A former rep that breached the rules of the Canadian Investment Regulatory Organization (CIRO) by engaging in assorted unprofessional conduct has been hit with a 10-year ban and $125,000 in monetary sanctions.
Last July, a CIRO hearing panel ruled that Matthew Philip Ewing, a former rep with RBC Dominion Securities Inc. and National Bank Financial Inc., violated the self-regulatory organization’s rules by engaging in conduct that, the regulator alleged, fell short of professional standards. That conduct, CIRO said, included having personal financial dealings with clients, co-mingling clients’ money with his own money, using his private email for business with clients and failing to supervise members of his team.
However, the panel dismissed a couple of other major allegations against him — finding that the SRO’s enforcement staff failed to prove that he engaged in any unauthorized discretionary trading, or that he falsified portfolio overview documents.

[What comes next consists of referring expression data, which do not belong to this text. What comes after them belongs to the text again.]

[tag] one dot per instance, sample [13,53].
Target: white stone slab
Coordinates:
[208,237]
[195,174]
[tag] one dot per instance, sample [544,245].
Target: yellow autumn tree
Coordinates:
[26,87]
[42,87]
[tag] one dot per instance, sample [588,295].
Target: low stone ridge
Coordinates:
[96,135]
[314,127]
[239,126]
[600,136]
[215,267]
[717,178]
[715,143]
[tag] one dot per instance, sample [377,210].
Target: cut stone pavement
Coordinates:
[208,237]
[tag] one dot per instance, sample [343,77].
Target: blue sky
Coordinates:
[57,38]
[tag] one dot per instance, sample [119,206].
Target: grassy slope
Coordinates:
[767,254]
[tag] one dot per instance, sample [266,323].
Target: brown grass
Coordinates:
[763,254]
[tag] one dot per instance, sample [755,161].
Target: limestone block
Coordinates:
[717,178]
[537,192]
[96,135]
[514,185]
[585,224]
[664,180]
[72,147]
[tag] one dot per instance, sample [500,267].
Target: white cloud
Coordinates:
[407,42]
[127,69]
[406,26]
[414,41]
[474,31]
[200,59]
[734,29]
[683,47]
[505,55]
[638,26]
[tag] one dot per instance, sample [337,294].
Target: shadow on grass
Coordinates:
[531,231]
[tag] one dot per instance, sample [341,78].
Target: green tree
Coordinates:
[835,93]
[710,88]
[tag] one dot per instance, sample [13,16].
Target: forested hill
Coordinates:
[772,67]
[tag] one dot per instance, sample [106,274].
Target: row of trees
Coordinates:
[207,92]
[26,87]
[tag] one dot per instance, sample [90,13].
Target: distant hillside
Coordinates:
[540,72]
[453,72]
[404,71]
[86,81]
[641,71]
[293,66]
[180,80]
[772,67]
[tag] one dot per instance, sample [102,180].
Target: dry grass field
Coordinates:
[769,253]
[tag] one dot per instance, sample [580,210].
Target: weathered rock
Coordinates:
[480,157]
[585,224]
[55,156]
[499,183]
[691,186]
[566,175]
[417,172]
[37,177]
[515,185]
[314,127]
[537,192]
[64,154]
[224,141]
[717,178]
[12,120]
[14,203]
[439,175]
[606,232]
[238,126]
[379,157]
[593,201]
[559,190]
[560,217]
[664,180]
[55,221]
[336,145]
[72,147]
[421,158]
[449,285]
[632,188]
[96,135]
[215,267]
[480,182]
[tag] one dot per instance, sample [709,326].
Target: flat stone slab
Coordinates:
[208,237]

The panel noted that suspected unauthorized trading was the red flag that led to the regulator’s investigation in the first place, even though that allegation ended up not being proven.
According to the panel’s decision, in April 2022, Ewing had an “inordinately high volume of trades” that initially caught the regulator’s attention, raising concerns that it was “unlikely” that he had obtained prior client consent for making those trades.

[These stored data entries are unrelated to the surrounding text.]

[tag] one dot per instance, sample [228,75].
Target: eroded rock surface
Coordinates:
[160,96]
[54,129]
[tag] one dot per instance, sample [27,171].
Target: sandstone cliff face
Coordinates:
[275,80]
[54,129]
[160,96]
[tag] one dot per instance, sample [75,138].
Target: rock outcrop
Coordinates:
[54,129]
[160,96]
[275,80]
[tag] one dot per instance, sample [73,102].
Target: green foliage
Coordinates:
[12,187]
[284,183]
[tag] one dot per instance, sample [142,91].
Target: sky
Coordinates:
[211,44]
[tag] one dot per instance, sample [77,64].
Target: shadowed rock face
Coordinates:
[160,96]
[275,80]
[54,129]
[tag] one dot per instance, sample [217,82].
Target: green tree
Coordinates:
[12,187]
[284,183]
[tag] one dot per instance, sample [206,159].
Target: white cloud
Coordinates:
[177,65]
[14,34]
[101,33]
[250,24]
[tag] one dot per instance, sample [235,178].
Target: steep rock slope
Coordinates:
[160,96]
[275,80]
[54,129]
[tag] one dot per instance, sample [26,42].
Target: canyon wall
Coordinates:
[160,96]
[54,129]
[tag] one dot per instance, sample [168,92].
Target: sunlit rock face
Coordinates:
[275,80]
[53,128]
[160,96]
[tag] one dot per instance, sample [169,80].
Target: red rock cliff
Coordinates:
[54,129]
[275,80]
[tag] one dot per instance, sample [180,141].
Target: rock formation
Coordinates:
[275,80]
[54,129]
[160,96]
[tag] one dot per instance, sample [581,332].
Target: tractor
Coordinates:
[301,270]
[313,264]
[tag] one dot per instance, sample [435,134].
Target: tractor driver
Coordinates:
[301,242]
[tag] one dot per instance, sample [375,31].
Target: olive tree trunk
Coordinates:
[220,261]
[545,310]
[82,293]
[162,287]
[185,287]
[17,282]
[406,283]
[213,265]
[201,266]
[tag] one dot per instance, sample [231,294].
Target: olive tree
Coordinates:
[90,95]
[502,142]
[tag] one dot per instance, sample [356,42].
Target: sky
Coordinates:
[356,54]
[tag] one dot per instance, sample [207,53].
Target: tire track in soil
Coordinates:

However, Ewing denied that allegation, and the panel found that CIRO staff failed to prove the allegation on a “balance of probabilities.”

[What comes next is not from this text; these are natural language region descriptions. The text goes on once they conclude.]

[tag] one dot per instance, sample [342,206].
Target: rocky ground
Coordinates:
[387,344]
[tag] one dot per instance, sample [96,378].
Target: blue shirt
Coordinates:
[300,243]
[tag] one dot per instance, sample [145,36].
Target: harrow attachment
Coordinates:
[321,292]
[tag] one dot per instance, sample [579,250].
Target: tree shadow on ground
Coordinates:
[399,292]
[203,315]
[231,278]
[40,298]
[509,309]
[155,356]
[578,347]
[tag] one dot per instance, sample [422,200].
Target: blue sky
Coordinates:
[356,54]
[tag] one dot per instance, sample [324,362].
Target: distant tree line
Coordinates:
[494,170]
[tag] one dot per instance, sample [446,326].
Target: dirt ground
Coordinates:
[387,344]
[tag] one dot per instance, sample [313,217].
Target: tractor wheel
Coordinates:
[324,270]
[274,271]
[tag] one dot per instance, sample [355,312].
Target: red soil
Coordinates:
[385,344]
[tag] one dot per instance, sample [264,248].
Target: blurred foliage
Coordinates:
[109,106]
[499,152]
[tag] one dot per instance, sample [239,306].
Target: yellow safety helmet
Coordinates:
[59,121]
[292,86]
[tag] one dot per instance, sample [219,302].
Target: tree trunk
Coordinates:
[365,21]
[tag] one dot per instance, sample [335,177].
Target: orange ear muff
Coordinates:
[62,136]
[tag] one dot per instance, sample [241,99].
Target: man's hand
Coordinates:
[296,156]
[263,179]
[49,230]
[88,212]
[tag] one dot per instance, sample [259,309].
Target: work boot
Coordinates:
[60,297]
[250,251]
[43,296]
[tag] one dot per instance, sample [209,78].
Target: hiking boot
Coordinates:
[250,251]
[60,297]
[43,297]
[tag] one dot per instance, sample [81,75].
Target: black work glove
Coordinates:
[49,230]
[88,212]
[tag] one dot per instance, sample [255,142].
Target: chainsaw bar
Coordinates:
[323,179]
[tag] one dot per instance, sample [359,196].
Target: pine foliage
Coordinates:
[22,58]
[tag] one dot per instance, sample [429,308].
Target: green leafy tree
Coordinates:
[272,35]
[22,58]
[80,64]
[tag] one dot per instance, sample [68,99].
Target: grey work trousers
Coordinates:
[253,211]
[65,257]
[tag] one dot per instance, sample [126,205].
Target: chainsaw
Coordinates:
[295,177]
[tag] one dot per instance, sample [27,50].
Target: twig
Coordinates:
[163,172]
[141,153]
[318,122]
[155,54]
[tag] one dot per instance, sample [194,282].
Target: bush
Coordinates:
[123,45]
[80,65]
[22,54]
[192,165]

Instead, it found that various other conduct that was uncovered in the course of that investigation did violate CIRO’s rules, even if it wasn’t proven that investors suffered any direct harm.
At the sanctions hearing, CIRO sought a permanent ban on Ewing, along with $280,000 in disgorgement, a $100,000 fine and $50,000 in costs. Ewing’s counsel argued for a one-year suspension, a $35,000 fine and no disgorgement or costs ordered against him.
The panel’s decision on sanctions fell somewhere in the middle. It ruled that Ewing must pay a $75,000 fine and $50,000 in costs, along with a 10-year registration suspension, which would be followed by one year of supervision, if he returns to the industry.
In reaching its decision on sanctions, the panel noted that Ewing engaged in conduct that was “reckless and harmful.”
Among other things, it found that he had various “inappropriate financial interactions” with clients, including “loans and private, secret reimbursements, investments in cars and wines, in addition to securities, all outside the regulatory system.”
“As a professional, the respondent knew or ought to have known that co-mingling client money in an account of which he was a joint owner, is indefensible,” it said.
While there was no proven harm to particular clients, the panel said that the unprofessional conduct, “left clients and others without the protection of those requirements and standards” and that this undermined confidence in the markets.
“The harm was the breach of the public’s trust in the integrity and reputation of the financial markets,” it said.
However, without evidence of specific harm to clients, or that Ewing personally profited from his misconduct, the panel declined to order disgorgement against him, saying that “CIRO enforcement staff failed to meet its burden to present a convincing argument for disgorgement.”
It also imposed a shorter suspension and a smaller fine than CIRO staff sought.
On costs, the panel sided with the SRO’s staff, noting the CIRO’s total costs were over $300,000 and that it argued that Ewing should contribute $50,000 to that bill. The panel concluded that CIRO’s costs were reasonable, and that a $50,000 contribution from Ewing “is appropriate in the circumstances of this case.”